During 2017, Norway will become the first country in the world to start shutting down its national FM radio network in favor of digital radio. Traditional FM radio receivers will not have any local stations to receive. I am not familiar with radio stations and reception in neighboring countries, so I am not sure what the people in Norway might be able to receive on traditional FM radio once their local stations all go digital.
I read an article on the topic a few days ago, and give some thought to the question. It quickly turned to a "who cares" type of issue. I scratched my head a bit, wondering why I should care. Norway is not a leader in technology, so how is this an earth shaking news story?
But in recent days it appears that technology in Norway has people thinking. I am actually surprised how many people have posted or commented about it. I have been asked, does it makes sense to eliminate FM radio in favor of digital broadcasts?
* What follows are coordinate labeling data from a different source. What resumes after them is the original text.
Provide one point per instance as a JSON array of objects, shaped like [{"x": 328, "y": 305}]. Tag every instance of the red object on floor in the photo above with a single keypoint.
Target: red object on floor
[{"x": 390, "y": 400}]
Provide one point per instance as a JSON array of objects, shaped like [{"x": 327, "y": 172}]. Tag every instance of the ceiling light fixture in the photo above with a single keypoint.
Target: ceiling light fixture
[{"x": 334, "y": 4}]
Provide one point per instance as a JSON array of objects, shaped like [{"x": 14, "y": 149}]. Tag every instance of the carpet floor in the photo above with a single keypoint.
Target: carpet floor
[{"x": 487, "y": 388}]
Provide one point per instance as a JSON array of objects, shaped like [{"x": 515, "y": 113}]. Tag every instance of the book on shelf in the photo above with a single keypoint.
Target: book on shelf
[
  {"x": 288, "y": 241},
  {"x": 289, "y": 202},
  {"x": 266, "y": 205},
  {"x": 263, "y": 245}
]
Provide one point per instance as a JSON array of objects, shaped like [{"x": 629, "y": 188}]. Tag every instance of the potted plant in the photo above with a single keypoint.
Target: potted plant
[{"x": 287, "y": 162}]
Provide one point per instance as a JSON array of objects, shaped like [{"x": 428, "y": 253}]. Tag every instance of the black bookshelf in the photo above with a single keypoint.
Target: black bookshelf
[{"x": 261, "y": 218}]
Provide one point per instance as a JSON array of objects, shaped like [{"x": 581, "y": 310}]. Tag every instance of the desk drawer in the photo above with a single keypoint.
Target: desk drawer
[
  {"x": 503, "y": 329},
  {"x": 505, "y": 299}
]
In search of the most innovative people in the field of technology I will start with the story of Reginald Fessenden, the Canadian born inventor who once worked for Thomas Edison and George Westinghouse and went on to develop radio and wireless communications.
When asked who invented radio, many names will get tossed out. Starting my career in communications, a name most often mentioned as the inventor of radio was Marconi. Another name often mentioned in the invention of radio is Nikola Tesla, who also once worked for Thomas Edison and George Westinghouse. After doing quite a bit of research It was obvious that without a doubt, Reginald Fessenden did more to develop radio than either Marconi or Tesla.
Reginald Fessenden came to America in 1886, hoping to work for Thomas Edison. Fessenden started working for Edison as a junior technician, and eventually became his head chemist.
Ironically, after leaving Edison in 1890, Fessenden would cross paths with George Westinghouse, and helped Westinghouse in defeating Edison in the War of Currents. Westinghouse was impressed with Fessenden and personally recruited him for the newly created position of chair of the Electrical Engineering department at the Western University of Pennsylvania which would become the University of Pittsburgh.
Much of Fessenden's work in developing radio and wireless communications was done while he was chair of the electrical engineering department at Western University of Pennsylvania from 1893 to 1900. Fessenden began experimenting with wireless telephones in 1898, creating a wireless communication system functioning between Pittsburgh and Allegheny City.